Wednesday, April 18, 2012
Organizing Lego bricks has always been something of a problem, if you're inclined to categorize. We took a clear plastic lidded box, a SmartStore Classic 31, and cut clear plastic sheets into the proper shape, to divide the box into sections. The sheets are polycarbonate Lexan sheets, 1.5 mms thick, just thin enough to be cuttable with household scissors. Five sheets were used in one direction, giving one compartment for each of the six traditional Lego colors. Compartment width was chosen to match the relative frequency of each color.
Where the sheets cross each other, we cut out a thin rectangle from both sheets, from the top to the center in one sheet, and from the bottom to the center in the other, to form a cross halving joint. It was helpful to drill a 2 mm hole at the inner edge of the rectangle, and then make two parallel cuts from the side to the hole.
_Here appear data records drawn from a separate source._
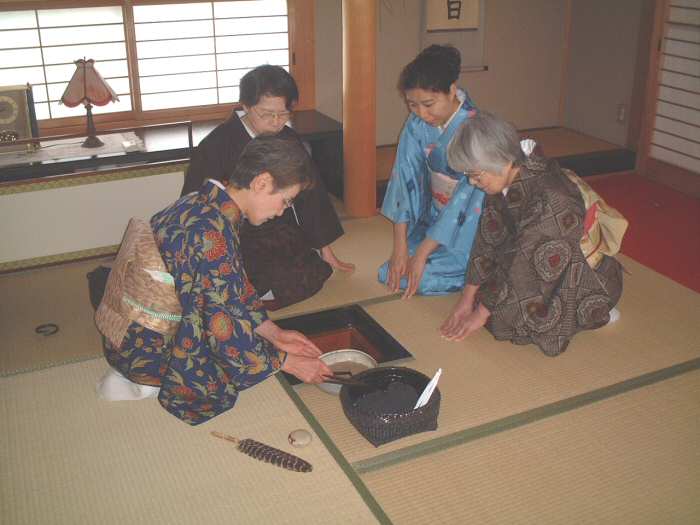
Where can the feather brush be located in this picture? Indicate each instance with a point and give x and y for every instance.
(266, 453)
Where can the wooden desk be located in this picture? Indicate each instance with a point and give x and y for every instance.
(174, 145)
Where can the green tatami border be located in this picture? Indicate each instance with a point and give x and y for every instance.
(523, 418)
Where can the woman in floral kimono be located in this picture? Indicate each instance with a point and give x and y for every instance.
(534, 275)
(180, 317)
(434, 209)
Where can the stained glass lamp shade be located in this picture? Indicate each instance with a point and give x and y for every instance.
(89, 88)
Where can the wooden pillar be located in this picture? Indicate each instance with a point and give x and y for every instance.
(359, 107)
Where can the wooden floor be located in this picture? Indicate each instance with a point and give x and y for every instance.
(555, 142)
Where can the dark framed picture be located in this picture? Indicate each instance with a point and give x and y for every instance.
(17, 118)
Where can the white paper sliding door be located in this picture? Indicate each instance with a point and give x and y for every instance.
(675, 133)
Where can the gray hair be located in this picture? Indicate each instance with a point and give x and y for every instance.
(485, 142)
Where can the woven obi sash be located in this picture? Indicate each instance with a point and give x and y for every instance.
(442, 187)
(139, 288)
(603, 226)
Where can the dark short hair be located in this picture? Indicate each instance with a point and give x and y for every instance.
(435, 68)
(285, 159)
(271, 81)
(485, 142)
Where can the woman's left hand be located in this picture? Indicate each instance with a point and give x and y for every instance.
(330, 257)
(290, 341)
(296, 343)
(414, 273)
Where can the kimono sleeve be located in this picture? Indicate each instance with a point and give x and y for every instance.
(533, 263)
(456, 225)
(408, 192)
(219, 317)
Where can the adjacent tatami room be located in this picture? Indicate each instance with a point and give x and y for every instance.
(606, 432)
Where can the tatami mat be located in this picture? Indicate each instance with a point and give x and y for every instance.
(485, 380)
(367, 244)
(68, 458)
(634, 458)
(59, 295)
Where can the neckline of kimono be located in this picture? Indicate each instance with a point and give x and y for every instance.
(447, 123)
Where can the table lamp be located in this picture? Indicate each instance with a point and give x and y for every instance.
(88, 87)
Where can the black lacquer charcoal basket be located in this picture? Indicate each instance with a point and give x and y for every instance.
(380, 428)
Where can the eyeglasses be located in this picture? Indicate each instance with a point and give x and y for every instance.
(271, 116)
(474, 175)
(289, 203)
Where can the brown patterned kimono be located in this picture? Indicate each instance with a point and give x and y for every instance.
(280, 255)
(527, 259)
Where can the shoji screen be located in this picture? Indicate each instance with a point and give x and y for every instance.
(675, 137)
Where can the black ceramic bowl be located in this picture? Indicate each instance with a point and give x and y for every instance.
(379, 428)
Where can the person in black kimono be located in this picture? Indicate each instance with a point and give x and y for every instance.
(288, 258)
(180, 318)
(529, 280)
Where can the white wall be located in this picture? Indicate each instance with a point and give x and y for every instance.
(601, 68)
(523, 48)
(75, 218)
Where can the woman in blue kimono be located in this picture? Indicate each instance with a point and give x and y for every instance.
(434, 209)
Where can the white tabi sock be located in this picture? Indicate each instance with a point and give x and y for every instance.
(614, 316)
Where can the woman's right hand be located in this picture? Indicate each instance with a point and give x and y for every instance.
(307, 369)
(398, 266)
(460, 313)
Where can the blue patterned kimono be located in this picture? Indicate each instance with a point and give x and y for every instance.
(435, 201)
(215, 353)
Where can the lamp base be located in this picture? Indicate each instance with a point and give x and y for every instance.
(92, 142)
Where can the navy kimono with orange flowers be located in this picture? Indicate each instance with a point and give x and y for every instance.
(215, 353)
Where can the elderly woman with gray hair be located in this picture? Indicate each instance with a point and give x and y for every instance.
(535, 274)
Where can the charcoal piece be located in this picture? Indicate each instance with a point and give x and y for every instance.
(396, 398)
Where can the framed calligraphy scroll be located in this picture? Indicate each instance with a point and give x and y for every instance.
(451, 15)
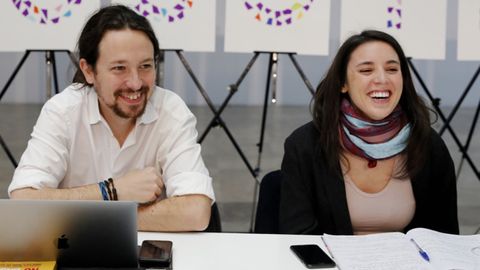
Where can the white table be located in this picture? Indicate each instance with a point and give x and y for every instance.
(230, 251)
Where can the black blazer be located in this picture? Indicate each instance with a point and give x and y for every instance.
(313, 200)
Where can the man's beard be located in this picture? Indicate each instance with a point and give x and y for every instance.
(137, 110)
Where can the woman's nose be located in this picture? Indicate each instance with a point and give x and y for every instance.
(380, 77)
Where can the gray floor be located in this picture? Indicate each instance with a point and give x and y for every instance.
(233, 183)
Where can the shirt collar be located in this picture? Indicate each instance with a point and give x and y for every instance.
(94, 116)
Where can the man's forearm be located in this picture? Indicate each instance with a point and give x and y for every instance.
(89, 192)
(182, 213)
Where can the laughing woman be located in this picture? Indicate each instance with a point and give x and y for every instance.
(369, 161)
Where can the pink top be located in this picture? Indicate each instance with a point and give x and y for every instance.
(389, 210)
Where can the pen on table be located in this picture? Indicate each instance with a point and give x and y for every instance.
(421, 251)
We fastened the plastic sheets with hot glue to the box. One long sheet was placed perpendicular to the six shorter ones, to stabilize and to separate thin and thick bricks.
Here is the box with the divisions in place and filled with our supply of bricks.
Saturday, April 7, 2012
Attempting to make Fimo clay beads with a simple repeating pattern. They turned out to serve as illustration of how reduction distorts a pattern. I thought I was using a lot of dark brown buffer clay around the gray dot, but in the first step (4 dots) we already see the dots beginning to square up. When reducing the 4-dot cane, and forming the 16-dot cane, the corners have escaped further into the corners... Possible remedies: more buffer, and perhaps making the canes on a larger scale in the first place.
The ends of the dot grid cane contained patterns which are perhaps more interesting than the actual dot grid. Made some round beads with slices on the surface.